Quadratic functions, like the one in this exercise, are a specific type of polynomial function that involve terms with variables raised to the second power. When dealing with multivariable functions, a quadratic function might look something like \( V(x, y) = ax^2 + by^2 + cxy + dx + ey + f \), where \( a, b, c, d, e, \) and \( f \) are constants. Here, each term is either solely dependent on one variable squared or is a linear combination of the variables.

• The primary characteristic of quadratic functions is the presence of terms like \( x^2 \) or \( y^2 \).
• These functions create parabolic shapes when graphed in two dimensions.
• In multivariable quadratic functions, these parabolas form a surface in three-dimensional space.

For the given function \( V(x, y) = 4x^2 + y^2 \), it is a multivariable quadratic function where each variable is only squared and positive, meaning the graph will show an upward-opening bowl shape. Understanding these basic features helps in determining domains, as quadratic terms can accept any real numbers without restriction.

Polynomial functions consist of terms that include variables raised to whole number powers and coefficients. These functions can vary from simple linear polynomials to more complex multivariable polynomials like the one in this exercise. Each term in a polynomial is a product of a constant and variables raised to non-negative integer powers.

• For example, a term like \( 4x^2 \) is a polynomial term where the variable \( x \) is squared.
• Polynomial terms like \( y^2 \) in \( 4x^2 + y^2 \) do not introduce any restrictions on inputs, as they are well defined for all real numbers.

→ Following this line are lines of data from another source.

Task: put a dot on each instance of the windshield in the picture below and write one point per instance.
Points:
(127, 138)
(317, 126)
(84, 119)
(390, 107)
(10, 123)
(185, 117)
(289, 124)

In the context of multivariable polynomial functions, each variable behaves independently, and there are no divisions by zero or taking square roots of negative numbers to worry about.Therefore, there are no restrictions caused by polynomial terms for finding the domain, making it straightforward, as seen in this problem.

Real numbers are a fundamental part of mathematics, representing a continuous unbroken line of values that include all rational and irrational numbers. Real numbers encompass natural numbers, whole numbers, integers, fractions, and even numbers like \( \pi \) and square root of non-perfect squares.

• In the exercise provided, both \( x \) and \( y \) are real numbers.
• This means that they can take any value on the number line, from negative infinity to positive infinity.
• In the context of functions, particularly polynomials, being defined over real numbers means that there are no inherent restrictions on the values that \( x \) and \( y \) can assume.

Understanding that the domain includes all real numbers simplifies many problems in mathematics, like the given function \( V(x, y) = 4x^2 + y^2 \). It reaffirms that the domain of this function covers all possible real values of \( x \) and \( y \). This broadens the scope and possibilities when analyzing or applying this function.